DIRRELL CHCE SIĘ ZREWANŻOWAĆ GOŁOWKINOWI ZA IGRZYSKA

Redakcja, fighthype.com

2014-10-31

Na igrzyskach olimpijskich w 2004 roku Andre Dirrell (23-1, 16 KO) przegrał w półfinale z Giennadijem Gołowkinem (31-0, 28 KO), tracąc nadzieję na złoty medal, który był wielkim marzeniem Amerykanina. Teraz, kiedy obaj zawodnicy z powodzeniem boksują na zawodowstwie, "Matrix" chce się zrewanżować Kazachowi.

- Walczyłem z Giennadijem dwukrotnie. Najpierw w Mississippi, gdzie go pokonałem na punkty, a trzy miesiące później na igrzyskach.
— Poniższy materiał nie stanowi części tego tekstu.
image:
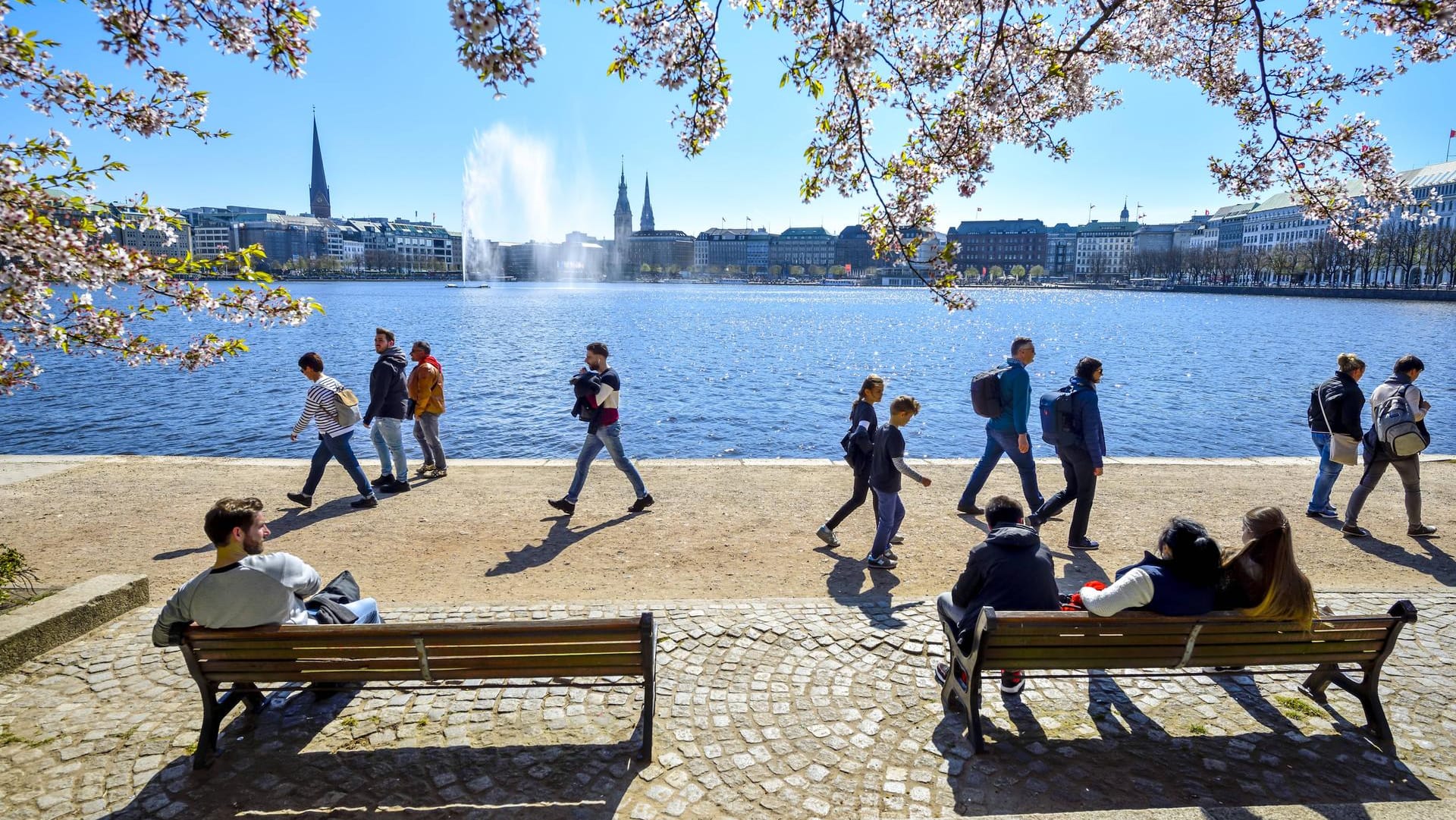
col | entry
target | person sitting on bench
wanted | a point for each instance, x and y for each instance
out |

Uważam, że wtedy też wygrałem, ale to jego ręka powędrowała w górę. Pamiętam, że to był całkiem dobry przeciwnik, ale w ogóle nie pamiętam jego siły, więc byłem zaskoczony, kiedy zaczęło się tak dużo o niej mówić. Nie wierzyłem w nią, dopóki nie zobaczyłem jego walk – powiedział Dirrell.

Amerykanin, były pretendent do tytułu mistrza świata w wadze super średniej, wrócił w tym roku na ring po dłuższej przerwie i zdążył już zanotować dwa zwycięstwa. Ma nadzieję, że jednym z jego najbliższych rywali będzie właśnie Gołowkin.

- Bardzo chciałbym, aby przeszedł do wagi super średniej i się ze mną zmierzył. To on odebrał mi marzenia o olimpijskim złocie, musimy teraz sobie wyjaśnić to wszystko w ringu. Robi się wokół niego mnóstwo szumu, ale dopóki nie zaboksuje z kimś z czołówki, nie wiadomo na co go stać. Zasłużył jednak na słowa uznania, ciężko na nie pracował. No i jest naprawdę silny. Podoba mi się jego moc – stwierdził.

Gołowkin kolejną walkę stoczy 21 lutego w Monte Carlo z Martinem Murrayem (29-1-1, 12 KO). Data powrotu Dirrella między liny nie jest jeszcze znana.